2. Le 9 février 2018, après avoir obtenu une expertise en référé, M. [E] a assigné en responsabilité et indemnisation le chirurgien. Son assureur, la société d'assurance médicale Insurance Company (MIC) est intervenue volontairement à l'instance.
Examen du moyen
Sur le moyen, pris en ses troisième et quatrième branches
3. En application de l'article 1014, alinéa 2, du code de procédure civile, il n'y a pas lieu de statuer par une décision spécialement motivée sur ce moyen qui n'est manifestement pas de nature à entraîner la cassation.
Sur le moyen relevé d'office
4. Après avis donné aux parties conformément à l'article 1015 du code de procédure civile, il est fait application de l'article 620, alinéa 2, du même code.
Vu les articles L. 1142-1, I, alinéa 1er, du code de la santé publique et 1353 du code civil :
5. Il résulte de ces textes que les professionnels de santé sont responsables des conséquences dommageables d'actes de prévention, de diagnostic ou de soins en cas de faute et que la preuve d'une faute comme celle d'un lien causal avec le dommage invoqué incombe au demandeur.
7. Cependant, dans le cas d'une absence ou d'une insuffisance d'informations sur la prise en charge du patient, plaçant celui-ci ou ses ayants droit dans l'impossibilité de s'assurer que les actes de prévention, de diagnostic ou de soins réalisés ont été appropriés, il incombe alors au professionnel de santé d'en rapporter la preuve.
8. Pour rejeter les demandes de M. [E], après avoir relevé, en se fondant sur le rapport d'expertise, que la Société française d'arthroscopie (SFA) recommandait lors d'une arthroscopie de hanche de commencer l'intervention par une introduction d'air puis de sérum physiologique dans l'articulation afin de faciliter la distraction articulaire et la mise en place des dilatateurs articulaires, que cette introduction n'était pas retranscrite dans le compte-rendu opératoire mais que le chirurgien avait indiqué y recourir systématiquement, la cour d'appel a retenu que l'état séquellaire de M. [E], en lien direct avec la rupture de la broche pouvait avoir deux origines distinctes, soit sa constitution anatomique, étant de surcroît atteint d'arthose, soit un manquement du chirurgien qui n'aurait pas suivi la recommandation de la SFA, ce qui ne constituait qu'une hypothèse, non avérée, de sorte que le patient n'établissait pas l'existence d'une faute du chirurgien.

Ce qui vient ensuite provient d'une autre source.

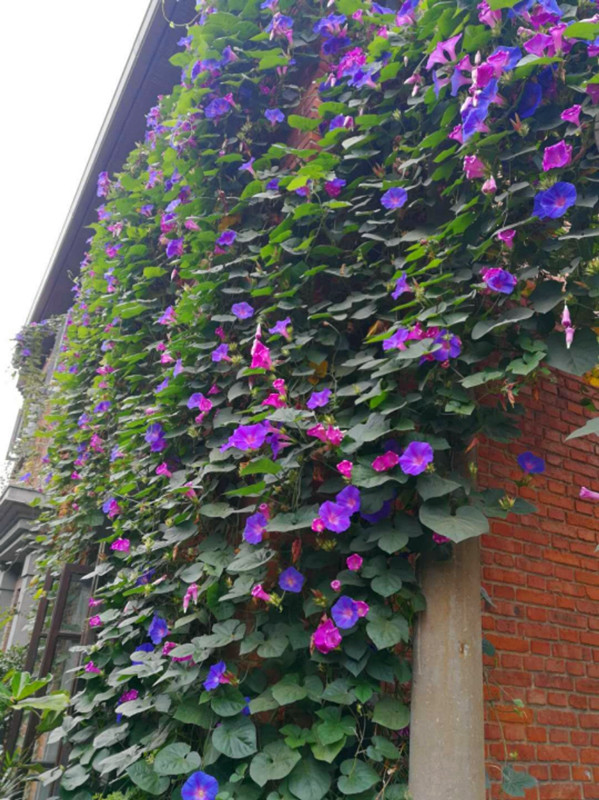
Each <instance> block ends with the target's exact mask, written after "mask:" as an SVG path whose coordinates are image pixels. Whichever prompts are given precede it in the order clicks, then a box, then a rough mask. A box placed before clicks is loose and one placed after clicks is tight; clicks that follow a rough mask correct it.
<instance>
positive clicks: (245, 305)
mask: <svg viewBox="0 0 599 800" xmlns="http://www.w3.org/2000/svg"><path fill="white" fill-rule="evenodd" d="M231 313H232V314H234V316H236V317H237V319H250V318H251V317H253V316H254V309H253V308H252V306H251V305H250V304H249V303H245V302H244V303H234V304H233V305H232V306H231Z"/></svg>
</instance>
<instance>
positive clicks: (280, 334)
mask: <svg viewBox="0 0 599 800" xmlns="http://www.w3.org/2000/svg"><path fill="white" fill-rule="evenodd" d="M288 325H291V317H285V319H280V320H279V321H278V322H275V324H274V325H273V327H272V328H269V329H268V332H269V333H272V335H273V336H274V335H275V334H277V333H278V334H279V335H280V336H284V337H285V338H286V339H289V332H288V331H287V327H288Z"/></svg>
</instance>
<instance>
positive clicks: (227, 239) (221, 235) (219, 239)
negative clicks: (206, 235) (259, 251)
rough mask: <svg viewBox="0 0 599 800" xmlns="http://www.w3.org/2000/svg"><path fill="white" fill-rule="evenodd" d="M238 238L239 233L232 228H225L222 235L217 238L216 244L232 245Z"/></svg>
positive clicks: (223, 245) (228, 246) (222, 244)
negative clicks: (232, 228) (217, 238)
mask: <svg viewBox="0 0 599 800" xmlns="http://www.w3.org/2000/svg"><path fill="white" fill-rule="evenodd" d="M235 239H237V233H236V232H235V231H232V230H228V229H227V230H225V231H223V232H222V233H221V235H220V236H219V237H218V239H217V240H216V244H217V245H219V246H220V247H230V246H231V245H232V244H233V242H234V241H235Z"/></svg>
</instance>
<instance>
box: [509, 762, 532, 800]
mask: <svg viewBox="0 0 599 800" xmlns="http://www.w3.org/2000/svg"><path fill="white" fill-rule="evenodd" d="M536 785H537V780H536V778H534V777H533V776H532V775H529V774H528V772H521V771H520V770H518V771H516V770H515V769H514V768H513V767H512V766H510V765H509V764H506V765H505V766H504V768H503V783H502V785H501V788H502V789H503V791H504V792H505V793H506V794H507V795H509V796H510V797H525V796H526V790H527V789H532V788H533V787H535V786H536Z"/></svg>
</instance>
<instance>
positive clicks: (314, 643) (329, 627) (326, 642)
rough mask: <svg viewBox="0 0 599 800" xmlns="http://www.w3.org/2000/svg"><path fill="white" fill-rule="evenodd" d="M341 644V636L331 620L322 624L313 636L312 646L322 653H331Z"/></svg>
mask: <svg viewBox="0 0 599 800" xmlns="http://www.w3.org/2000/svg"><path fill="white" fill-rule="evenodd" d="M340 644H341V634H340V633H339V631H338V629H337V628H336V626H335V624H334V623H333V621H332V620H330V619H325V621H324V622H321V623H320V625H319V626H318V628H316V630H315V631H314V633H313V634H312V645H313V646H314V647H315V648H316V649H317V650H318V651H319V652H320V653H324V654H325V655H326V653H330V652H331V650H334V649H335V648H336V647H339V645H340Z"/></svg>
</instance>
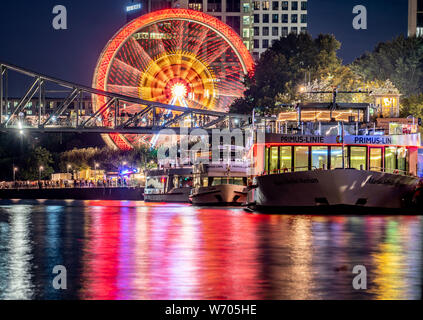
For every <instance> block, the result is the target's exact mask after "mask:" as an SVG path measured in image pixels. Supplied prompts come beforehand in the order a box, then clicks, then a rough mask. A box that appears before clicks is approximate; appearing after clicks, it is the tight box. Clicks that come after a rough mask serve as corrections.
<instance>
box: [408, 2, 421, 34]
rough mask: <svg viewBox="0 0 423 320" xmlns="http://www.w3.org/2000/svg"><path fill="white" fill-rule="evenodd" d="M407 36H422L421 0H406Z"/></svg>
mask: <svg viewBox="0 0 423 320" xmlns="http://www.w3.org/2000/svg"><path fill="white" fill-rule="evenodd" d="M408 36H409V37H413V36H418V37H421V36H423V0H408Z"/></svg>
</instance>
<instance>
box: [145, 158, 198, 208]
mask: <svg viewBox="0 0 423 320" xmlns="http://www.w3.org/2000/svg"><path fill="white" fill-rule="evenodd" d="M192 181H193V179H192V167H191V166H189V167H181V168H160V169H154V170H149V171H147V176H146V184H145V189H144V201H145V202H179V203H188V202H189V201H190V200H189V195H190V192H191V189H192Z"/></svg>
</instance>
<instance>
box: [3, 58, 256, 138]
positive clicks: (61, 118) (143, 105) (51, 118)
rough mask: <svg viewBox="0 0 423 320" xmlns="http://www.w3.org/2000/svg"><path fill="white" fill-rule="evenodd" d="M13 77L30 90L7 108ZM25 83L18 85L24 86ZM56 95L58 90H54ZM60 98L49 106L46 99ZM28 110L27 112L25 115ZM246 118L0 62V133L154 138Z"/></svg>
mask: <svg viewBox="0 0 423 320" xmlns="http://www.w3.org/2000/svg"><path fill="white" fill-rule="evenodd" d="M11 74H19V75H20V77H22V76H24V77H26V78H28V80H29V85H27V87H26V88H25V90H21V91H22V92H24V93H23V94H22V95H20V96H19V97H18V98H17V99H16V98H15V99H14V101H13V103H11V97H10V96H9V87H10V85H9V82H10V77H11ZM27 82H28V81H20V82H19V84H18V85H19V86H24V85H25V84H26V83H27ZM58 89H60V90H58ZM50 92H52V93H57V92H60V94H61V97H59V98H56V100H57V101H58V103H56V104H55V105H54V107H51V105H48V103H47V102H48V101H47V100H48V98H47V97H46V94H48V93H50ZM28 108H29V109H30V110H29V109H28ZM245 125H248V116H246V115H239V114H230V113H225V112H217V111H212V110H207V109H201V108H198V109H195V108H185V107H180V106H174V105H167V104H162V103H158V102H154V101H147V100H143V99H139V98H137V97H131V96H126V95H122V94H120V93H116V92H107V91H102V90H98V89H94V88H91V87H87V86H84V85H80V84H76V83H72V82H68V81H64V80H60V79H57V78H54V77H50V76H46V75H43V74H40V73H37V72H34V71H30V70H27V69H24V68H21V67H17V66H14V65H11V64H8V63H2V62H0V130H1V131H13V130H19V131H21V130H30V131H41V132H49V131H50V132H69V131H76V132H90V131H94V132H99V133H112V132H114V133H140V134H149V133H157V132H159V131H160V130H161V129H166V128H189V129H195V128H204V129H213V128H220V129H222V128H229V129H233V128H241V127H243V126H245Z"/></svg>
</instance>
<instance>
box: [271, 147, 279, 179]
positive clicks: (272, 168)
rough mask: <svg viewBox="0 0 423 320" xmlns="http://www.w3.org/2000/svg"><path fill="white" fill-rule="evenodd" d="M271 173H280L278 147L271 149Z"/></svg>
mask: <svg viewBox="0 0 423 320" xmlns="http://www.w3.org/2000/svg"><path fill="white" fill-rule="evenodd" d="M269 171H270V173H277V171H278V147H271V148H270V168H269Z"/></svg>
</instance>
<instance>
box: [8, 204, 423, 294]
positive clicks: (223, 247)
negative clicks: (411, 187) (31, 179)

9. En statuant ainsi, alors que, en l'absence d'éléments permettant d'établir que la recommandation précitée avait été suivie, il appartenait au médecin d'apporter la preuve que les soins avaient été appropriés, la cour d'appel a violé les textes susvisés.
PAR CES MOTIFS, la Cour :
CASSE ET ANNULE, en toutes ses dispositions, l'arrêt rendu le 29 septembre 2022, entre les parties, par la cour d'appel d'Aix-en-Provence ;
Remet l'affaire et les parties dans l'état où elles se trouvaient avant cet arrêt et les renvoie devant la cour d'appel d'Aix-en-Provence autrement composée ;
Condamne M. [V] aux dépens ;
En application de l'article 700 du code de procédure civile, rejette la demande formée par M. [V] et le condamne à payer à M. [E] la somme de 3 000 euros ;
Dit que sur les diligences du procureur général près la Cour de cassation, le présent arrêt sera transmis pour être transcrit en marge ou à la suite de l'arrêt cassé ;
Ainsi fait et jugé par la Cour de cassation, première chambre civile, et prononcé par le président en son audience publique du seize octobre deux mille vingt-quatre.